Black baseball equals legacy of success
As the Negro Leagues Baseball Museum embarks on a new chapter in its history, Kendrick knows its continued salience relies on conveying the historical importance and relevance of Black baseball to visitors young and old.

The now-repaired front door of the former Paseo YMCA, now the Buck O’Neil Education and Research Center
“Historically, we’re doing what we’re supposed to do, and I think civically as well,” he said. “We’re just doing what we have, as an institution, an obligation to do. Not many museums come along into existence shouldering the weight of an entire community, and we welcome that challenge. I do think that’s why so many identify with this museum.”
The museum offers an opportunity for non-Black people to learn about stories of Black success, Kendrick said, so that they have a more complete and accurate picture of African Americans beyond slavery, police brutality, racism, and civil rights injustices.

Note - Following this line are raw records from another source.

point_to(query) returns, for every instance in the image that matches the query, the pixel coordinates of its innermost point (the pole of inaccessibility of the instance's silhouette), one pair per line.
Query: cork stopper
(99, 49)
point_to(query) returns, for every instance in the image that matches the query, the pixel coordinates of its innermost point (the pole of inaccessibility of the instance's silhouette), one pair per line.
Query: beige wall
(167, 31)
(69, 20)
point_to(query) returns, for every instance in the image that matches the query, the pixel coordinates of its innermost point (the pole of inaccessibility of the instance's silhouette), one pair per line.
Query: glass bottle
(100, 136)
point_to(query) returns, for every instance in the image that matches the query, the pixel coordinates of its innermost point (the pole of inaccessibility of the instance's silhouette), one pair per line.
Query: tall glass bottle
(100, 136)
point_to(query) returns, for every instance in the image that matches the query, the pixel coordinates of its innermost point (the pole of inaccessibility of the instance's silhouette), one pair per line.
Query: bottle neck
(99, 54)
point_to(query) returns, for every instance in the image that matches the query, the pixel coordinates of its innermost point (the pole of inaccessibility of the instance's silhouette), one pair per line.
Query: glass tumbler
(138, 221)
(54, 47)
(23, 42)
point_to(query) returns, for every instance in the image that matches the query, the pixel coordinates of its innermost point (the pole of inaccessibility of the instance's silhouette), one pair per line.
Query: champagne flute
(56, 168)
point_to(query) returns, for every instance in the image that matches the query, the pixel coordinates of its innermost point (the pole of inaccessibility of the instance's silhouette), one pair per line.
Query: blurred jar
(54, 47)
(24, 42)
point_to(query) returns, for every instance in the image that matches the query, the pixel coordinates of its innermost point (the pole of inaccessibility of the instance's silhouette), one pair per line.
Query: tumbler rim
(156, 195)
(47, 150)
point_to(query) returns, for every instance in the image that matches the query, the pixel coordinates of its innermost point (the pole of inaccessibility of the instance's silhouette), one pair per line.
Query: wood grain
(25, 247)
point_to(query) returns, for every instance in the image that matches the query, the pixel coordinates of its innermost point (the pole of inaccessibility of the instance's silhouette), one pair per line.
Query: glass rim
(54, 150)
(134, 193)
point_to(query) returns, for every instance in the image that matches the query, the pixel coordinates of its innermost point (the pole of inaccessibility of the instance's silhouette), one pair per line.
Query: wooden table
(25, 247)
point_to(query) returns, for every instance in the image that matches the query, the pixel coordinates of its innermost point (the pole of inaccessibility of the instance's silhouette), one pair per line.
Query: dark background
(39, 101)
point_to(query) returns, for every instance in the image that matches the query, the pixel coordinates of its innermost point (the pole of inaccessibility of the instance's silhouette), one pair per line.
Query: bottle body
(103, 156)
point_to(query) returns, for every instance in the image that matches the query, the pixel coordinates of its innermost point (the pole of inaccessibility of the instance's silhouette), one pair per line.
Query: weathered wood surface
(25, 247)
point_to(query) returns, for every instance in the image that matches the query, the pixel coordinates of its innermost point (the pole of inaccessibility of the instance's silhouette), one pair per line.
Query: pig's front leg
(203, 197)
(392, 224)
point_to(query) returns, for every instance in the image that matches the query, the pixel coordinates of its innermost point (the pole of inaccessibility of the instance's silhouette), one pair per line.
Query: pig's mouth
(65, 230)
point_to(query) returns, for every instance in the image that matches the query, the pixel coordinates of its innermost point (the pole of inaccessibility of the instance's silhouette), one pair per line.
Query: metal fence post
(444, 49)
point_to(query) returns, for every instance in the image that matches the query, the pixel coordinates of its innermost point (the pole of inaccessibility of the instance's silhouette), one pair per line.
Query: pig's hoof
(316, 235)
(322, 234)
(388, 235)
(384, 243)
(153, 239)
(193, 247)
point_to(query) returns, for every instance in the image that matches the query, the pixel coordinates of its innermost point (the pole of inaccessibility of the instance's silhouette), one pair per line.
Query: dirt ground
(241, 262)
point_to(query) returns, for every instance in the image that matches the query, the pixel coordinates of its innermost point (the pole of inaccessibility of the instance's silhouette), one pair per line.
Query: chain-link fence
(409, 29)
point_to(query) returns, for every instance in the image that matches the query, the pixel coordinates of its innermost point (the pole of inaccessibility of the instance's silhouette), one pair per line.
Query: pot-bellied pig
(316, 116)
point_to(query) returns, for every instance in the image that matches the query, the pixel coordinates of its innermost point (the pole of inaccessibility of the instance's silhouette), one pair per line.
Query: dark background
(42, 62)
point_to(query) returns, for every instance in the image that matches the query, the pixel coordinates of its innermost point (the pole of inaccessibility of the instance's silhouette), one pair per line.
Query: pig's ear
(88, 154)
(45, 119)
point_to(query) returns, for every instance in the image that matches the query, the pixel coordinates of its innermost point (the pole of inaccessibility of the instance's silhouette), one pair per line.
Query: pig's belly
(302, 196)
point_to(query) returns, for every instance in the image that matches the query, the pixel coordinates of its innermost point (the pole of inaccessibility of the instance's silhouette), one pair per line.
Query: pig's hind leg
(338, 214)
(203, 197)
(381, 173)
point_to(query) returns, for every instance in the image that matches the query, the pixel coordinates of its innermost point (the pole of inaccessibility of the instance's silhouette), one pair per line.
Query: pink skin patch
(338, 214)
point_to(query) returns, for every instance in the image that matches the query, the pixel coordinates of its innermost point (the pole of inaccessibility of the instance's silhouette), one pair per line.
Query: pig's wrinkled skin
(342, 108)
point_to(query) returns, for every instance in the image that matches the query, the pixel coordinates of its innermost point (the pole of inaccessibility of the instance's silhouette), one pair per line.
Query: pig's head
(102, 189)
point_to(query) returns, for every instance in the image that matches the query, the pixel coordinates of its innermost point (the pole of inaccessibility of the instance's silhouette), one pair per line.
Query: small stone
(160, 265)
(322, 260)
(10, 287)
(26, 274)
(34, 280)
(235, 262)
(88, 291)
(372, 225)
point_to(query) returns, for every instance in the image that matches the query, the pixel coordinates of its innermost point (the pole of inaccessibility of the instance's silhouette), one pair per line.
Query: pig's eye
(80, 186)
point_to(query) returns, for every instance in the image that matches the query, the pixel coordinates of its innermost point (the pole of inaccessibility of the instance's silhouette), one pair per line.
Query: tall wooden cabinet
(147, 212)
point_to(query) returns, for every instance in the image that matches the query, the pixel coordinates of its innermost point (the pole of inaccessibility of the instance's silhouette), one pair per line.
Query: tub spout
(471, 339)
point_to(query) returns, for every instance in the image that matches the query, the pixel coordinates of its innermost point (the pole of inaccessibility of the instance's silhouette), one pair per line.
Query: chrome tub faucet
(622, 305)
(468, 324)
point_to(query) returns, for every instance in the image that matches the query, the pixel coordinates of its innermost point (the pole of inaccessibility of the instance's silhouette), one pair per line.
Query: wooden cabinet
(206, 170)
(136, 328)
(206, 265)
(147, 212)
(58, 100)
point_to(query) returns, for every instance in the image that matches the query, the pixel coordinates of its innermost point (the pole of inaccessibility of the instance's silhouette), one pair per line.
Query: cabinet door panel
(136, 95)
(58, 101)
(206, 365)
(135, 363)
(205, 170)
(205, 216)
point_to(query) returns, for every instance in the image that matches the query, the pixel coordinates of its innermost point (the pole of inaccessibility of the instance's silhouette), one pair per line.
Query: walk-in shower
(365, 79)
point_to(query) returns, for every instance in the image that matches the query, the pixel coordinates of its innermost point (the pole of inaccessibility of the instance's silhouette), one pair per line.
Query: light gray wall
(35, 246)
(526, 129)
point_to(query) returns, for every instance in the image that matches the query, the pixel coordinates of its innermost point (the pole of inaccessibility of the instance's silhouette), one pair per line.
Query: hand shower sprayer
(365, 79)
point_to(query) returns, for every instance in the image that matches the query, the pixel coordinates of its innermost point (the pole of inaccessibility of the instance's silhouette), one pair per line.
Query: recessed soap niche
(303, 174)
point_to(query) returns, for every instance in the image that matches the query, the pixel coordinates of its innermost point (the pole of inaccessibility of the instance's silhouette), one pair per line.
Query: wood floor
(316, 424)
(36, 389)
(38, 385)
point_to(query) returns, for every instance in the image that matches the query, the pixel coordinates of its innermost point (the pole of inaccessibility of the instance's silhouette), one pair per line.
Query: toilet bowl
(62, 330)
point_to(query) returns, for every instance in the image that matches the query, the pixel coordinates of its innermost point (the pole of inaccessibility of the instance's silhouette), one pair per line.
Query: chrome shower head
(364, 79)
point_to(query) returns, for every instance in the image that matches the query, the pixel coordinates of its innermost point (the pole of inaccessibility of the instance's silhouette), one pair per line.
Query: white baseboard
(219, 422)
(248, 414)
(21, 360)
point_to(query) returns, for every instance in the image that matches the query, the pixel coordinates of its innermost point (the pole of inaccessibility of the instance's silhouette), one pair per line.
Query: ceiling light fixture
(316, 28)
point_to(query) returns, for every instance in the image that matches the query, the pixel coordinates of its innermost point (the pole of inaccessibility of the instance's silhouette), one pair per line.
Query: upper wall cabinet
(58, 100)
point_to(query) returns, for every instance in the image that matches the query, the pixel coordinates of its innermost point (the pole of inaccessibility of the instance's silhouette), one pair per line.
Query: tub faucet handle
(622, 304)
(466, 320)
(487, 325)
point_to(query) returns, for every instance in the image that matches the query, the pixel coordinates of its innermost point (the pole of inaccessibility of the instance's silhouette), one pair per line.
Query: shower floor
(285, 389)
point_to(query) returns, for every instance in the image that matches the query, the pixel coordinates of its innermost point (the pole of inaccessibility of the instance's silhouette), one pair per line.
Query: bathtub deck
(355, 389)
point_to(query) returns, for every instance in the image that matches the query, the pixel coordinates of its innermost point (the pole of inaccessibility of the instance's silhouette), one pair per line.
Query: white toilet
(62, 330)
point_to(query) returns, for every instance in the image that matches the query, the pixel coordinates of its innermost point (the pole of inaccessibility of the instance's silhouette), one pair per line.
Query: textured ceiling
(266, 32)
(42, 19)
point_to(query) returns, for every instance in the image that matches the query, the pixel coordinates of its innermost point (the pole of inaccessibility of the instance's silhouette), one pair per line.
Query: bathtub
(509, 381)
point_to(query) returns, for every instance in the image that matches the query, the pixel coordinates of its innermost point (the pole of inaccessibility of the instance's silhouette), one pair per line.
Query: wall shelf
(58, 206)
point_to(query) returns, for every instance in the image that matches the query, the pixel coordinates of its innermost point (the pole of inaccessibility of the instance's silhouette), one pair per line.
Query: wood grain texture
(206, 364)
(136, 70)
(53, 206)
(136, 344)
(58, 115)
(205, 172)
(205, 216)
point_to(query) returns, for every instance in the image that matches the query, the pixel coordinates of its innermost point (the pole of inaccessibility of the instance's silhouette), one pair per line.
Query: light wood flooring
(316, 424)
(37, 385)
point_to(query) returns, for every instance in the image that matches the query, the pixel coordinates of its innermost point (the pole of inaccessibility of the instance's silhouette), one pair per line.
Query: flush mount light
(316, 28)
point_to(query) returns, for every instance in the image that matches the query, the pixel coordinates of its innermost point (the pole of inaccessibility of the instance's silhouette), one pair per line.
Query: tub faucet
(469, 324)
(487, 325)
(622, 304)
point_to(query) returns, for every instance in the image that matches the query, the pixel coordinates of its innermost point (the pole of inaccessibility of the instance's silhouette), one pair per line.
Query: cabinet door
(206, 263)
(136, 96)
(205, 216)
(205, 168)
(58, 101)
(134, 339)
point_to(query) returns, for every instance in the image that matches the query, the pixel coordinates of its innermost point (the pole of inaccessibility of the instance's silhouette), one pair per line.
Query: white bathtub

“Most stories in the annals of African American history have been these downtrodden kinds of stories,” Kendrick said. “Now, we’ve always risen above it, but it’s been the story of slavery, our quest for civil rights in this country. Rarely are our success stories focused on.”
“That is part of my journey towards citizenship in this country,” he added. “But my success stories are equally important, because you’re not going to find a whole lot of commonality in those things that I’ve had to experience in this journey in this country.”
“Not too many folks can relate to that,” he continued. “You might empathize with it, but you can’t relate to it. But my success stories you can relate to, and you need to see those images of me. The story of the Negro Leagues is one of those great African American success stories, and to me, that’s what makes it so pertinent, so powerful, and so compelling.”